Было часов восемь, солнце заходило. Духота стояла прежняя; но с жадностью дохнул он этого вонючего, пыльного, зараженного городом воздуха. Голова его слегка было начала кружиться; какая-то дикая энергия заблистала вдруг в его воспаленных глазах и в его исхудалом бледно-желтом лице. Он не знал, да и не думал о том, куда идти; он знал одно: «что все это надо кончить сегодня же, за один раз, сейчас же; что домой он иначе не воротится, потому что не хочет так жить». Как кончить? Чем кончить? Об этом он не имел и понятия, да и думать не хотел. Он отгонял мысль: мысль терзала его. Он только чувствовал и знал, что надо, чтобы все переменилось, так или этак, «хоть как бы то ни было», повторял он с отчаянною, неподвижною самоуверенностью и решимостью.

По старой привычке, обыкновенным путем своих прежних прогулок, он прямо направился на Сенную. Не доходя Сенной, на мостовой, перед мелочною лавкой стоял молодой черноволосый шарманщик и вертел какой-то весьма чувствительный романс. Он аккомпанировал стоявшей впереди его на тротуаре девушке, лет пятнадцати, одетой как барышня, в кринолине, в мантильке, в перчатках и в соломенной шляпке с огненного цвета пером; все это было старое и истасканное. Уличным, дребезжащим, но довольно приятным и сильным голосом она выпевала романс, в ожидании двухкопеечника из лавочки. Раскольников приостановился рядом с двумя-тремя слушателями, послушал, вынул пятак и положил в руку девушке. Та вдруг пресекла пение на самой чувствительной и высокой нотке, точно отрезала, резко крикнула шарманщику: «будет!», и оба поплелись дальше, к следующей лавочке.

– Любите вы уличное пение? – обратился вдруг Раскольников к одному, уже немолодому, прохожему, стоявшему рядом с ним у шарманки и имевшему вид фланера. Тот дико посмотрел и удивился. – Я люблю, – продолжал Раскольников, но с таким видом, как будто вовсе не об уличном пении говорил, – я люблю, как поют под шарманку в холодный, темный и сырой осенний вечер, непременно в сырой, когда у всех прохожих бледно-зеленые и больные лица; или, еще лучше, когда снег мокрый падает, совсем прямо, без ветру, знаете? а сквозь него фонари с газом блистают…

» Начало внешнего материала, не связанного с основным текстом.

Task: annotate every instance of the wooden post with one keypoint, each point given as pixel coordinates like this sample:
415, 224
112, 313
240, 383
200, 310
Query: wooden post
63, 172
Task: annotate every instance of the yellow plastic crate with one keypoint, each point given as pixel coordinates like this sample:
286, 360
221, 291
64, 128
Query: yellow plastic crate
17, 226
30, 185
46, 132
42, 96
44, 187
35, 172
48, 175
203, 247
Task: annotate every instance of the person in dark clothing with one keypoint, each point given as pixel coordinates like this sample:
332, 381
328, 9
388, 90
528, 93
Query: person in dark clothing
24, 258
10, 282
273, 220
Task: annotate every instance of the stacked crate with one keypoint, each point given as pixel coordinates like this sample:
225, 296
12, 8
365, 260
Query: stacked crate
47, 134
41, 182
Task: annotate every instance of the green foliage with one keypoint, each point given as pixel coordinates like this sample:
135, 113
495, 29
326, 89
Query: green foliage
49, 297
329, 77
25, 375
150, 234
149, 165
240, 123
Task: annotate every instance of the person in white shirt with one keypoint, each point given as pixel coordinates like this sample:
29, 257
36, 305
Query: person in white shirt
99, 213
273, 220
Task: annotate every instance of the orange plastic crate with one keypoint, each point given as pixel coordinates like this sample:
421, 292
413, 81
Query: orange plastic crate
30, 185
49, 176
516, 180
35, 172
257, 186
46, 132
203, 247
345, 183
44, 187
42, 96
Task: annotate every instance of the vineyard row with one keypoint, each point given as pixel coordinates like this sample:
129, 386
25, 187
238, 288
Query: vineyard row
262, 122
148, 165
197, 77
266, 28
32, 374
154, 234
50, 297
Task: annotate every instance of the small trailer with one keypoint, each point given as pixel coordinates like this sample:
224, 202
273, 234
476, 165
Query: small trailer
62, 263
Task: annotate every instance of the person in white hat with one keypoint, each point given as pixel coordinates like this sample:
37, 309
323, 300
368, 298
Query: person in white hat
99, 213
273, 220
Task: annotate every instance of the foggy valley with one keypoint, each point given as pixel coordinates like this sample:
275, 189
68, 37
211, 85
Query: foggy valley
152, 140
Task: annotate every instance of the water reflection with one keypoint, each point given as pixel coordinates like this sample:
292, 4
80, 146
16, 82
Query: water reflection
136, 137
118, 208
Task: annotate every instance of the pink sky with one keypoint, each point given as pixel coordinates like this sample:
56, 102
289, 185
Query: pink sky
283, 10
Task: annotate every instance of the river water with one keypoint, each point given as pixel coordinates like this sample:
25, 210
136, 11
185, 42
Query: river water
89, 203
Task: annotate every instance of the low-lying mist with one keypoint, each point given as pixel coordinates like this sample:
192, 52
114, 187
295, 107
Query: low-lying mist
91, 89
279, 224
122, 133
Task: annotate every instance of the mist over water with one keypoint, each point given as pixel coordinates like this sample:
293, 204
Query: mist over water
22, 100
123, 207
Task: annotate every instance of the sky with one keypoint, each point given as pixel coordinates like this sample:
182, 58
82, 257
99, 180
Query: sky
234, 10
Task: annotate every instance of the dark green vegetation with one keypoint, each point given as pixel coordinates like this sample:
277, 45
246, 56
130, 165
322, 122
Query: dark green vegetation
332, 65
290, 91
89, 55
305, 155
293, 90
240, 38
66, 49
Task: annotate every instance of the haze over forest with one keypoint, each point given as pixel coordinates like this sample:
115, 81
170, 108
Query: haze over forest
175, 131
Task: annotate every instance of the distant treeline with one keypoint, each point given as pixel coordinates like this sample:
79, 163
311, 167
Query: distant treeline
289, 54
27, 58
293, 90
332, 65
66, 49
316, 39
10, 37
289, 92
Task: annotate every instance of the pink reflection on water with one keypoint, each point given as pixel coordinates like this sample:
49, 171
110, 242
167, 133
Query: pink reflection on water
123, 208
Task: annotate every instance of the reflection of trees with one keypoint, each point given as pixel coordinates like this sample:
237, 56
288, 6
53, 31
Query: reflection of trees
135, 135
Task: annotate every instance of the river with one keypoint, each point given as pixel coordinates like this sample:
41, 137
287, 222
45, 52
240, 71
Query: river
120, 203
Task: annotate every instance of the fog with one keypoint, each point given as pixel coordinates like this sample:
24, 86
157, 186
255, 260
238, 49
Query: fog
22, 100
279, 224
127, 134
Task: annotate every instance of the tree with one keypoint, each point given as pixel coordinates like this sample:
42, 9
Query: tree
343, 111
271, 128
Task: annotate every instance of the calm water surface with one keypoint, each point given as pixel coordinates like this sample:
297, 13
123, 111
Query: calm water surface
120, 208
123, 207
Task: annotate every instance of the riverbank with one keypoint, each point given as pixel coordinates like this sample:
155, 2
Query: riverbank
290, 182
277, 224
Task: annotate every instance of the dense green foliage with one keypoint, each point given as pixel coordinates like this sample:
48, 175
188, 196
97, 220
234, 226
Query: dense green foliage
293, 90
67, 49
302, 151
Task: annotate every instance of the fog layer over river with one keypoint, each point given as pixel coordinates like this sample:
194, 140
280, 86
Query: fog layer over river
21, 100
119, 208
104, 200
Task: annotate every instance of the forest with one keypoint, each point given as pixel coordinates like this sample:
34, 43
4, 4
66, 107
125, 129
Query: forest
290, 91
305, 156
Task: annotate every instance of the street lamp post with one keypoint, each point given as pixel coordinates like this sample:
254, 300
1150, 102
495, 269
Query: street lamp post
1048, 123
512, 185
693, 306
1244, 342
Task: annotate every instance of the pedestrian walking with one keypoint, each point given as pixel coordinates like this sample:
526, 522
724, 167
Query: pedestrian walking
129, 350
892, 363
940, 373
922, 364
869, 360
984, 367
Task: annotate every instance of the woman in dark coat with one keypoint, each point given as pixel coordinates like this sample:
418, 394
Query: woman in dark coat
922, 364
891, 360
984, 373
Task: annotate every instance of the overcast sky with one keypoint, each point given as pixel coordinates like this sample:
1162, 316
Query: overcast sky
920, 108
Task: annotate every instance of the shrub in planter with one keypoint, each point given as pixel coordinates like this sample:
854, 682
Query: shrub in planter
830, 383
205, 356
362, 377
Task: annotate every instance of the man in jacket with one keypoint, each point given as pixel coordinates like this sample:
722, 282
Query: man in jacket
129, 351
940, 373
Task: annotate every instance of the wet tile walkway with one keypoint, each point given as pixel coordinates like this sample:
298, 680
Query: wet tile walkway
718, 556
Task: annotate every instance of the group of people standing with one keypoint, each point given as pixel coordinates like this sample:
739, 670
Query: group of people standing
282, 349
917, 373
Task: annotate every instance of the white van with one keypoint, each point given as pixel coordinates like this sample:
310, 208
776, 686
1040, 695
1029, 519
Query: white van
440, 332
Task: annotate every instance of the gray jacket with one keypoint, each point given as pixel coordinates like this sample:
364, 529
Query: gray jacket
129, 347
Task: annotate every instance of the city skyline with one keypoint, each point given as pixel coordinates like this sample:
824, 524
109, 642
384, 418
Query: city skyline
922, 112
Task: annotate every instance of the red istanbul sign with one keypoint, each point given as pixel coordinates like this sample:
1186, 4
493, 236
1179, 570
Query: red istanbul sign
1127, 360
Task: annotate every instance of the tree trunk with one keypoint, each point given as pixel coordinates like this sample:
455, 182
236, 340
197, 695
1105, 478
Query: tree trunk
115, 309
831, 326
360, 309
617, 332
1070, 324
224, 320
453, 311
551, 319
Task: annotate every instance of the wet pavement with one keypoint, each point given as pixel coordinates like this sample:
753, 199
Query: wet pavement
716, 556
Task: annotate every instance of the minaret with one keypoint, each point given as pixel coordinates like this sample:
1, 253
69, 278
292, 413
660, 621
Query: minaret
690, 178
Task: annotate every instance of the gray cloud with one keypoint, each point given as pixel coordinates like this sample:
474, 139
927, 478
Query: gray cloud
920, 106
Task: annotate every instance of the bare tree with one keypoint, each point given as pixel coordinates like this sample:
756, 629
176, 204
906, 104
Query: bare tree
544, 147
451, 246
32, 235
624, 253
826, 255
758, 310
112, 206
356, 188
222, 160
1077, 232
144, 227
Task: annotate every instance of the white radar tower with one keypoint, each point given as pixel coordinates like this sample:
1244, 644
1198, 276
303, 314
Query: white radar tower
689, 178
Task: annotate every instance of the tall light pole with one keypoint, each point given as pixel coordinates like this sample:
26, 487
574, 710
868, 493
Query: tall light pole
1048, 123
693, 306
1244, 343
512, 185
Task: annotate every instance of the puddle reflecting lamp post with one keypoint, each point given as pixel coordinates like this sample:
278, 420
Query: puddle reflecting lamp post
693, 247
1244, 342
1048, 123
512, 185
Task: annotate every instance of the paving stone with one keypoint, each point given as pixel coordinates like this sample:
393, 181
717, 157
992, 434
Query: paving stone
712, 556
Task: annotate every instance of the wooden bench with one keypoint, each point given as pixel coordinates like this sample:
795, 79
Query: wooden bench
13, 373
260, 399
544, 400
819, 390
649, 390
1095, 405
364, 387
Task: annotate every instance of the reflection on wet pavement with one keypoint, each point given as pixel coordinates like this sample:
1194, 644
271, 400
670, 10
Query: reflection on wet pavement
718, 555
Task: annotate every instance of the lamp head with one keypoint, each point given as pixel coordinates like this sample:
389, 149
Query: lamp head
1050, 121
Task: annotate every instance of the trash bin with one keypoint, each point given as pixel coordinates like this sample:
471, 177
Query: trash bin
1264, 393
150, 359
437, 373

– Не знаю-с… Извините… – пробормотал господин, испуганный и вопросом, и странным видом Раскольникова, и перешел на другую сторону улицы.

Раскольников пошел прямо и вышел к тому углу на Сенной, где торговали мещанин и баба, разговаривавшие тогда с Лизаветой; но их теперь не было. Узнав место, он остановился, огляделся и обратился к молодому парню в красной рубахе, зевавшему у входа в мучной лабаз.

– Это мещанин ведь торгует тут на углу, с бабой, с женой, а?

– Всякие торгуют, – ответил парень, свысока обмеривая Раскольникова.

– Как его зовут?

– Как крестили, так и зовут.

– Уж и ты не зарайский ли? Которой губернии?

Парень снова посмотрел на Раскольникова.

– У нас, ваше сиятельство, не губерния, а уезд, а ездил-то брат, а я дома сидел, так и не знаю-с… Уж простите, ваше сиятельство, великодушно.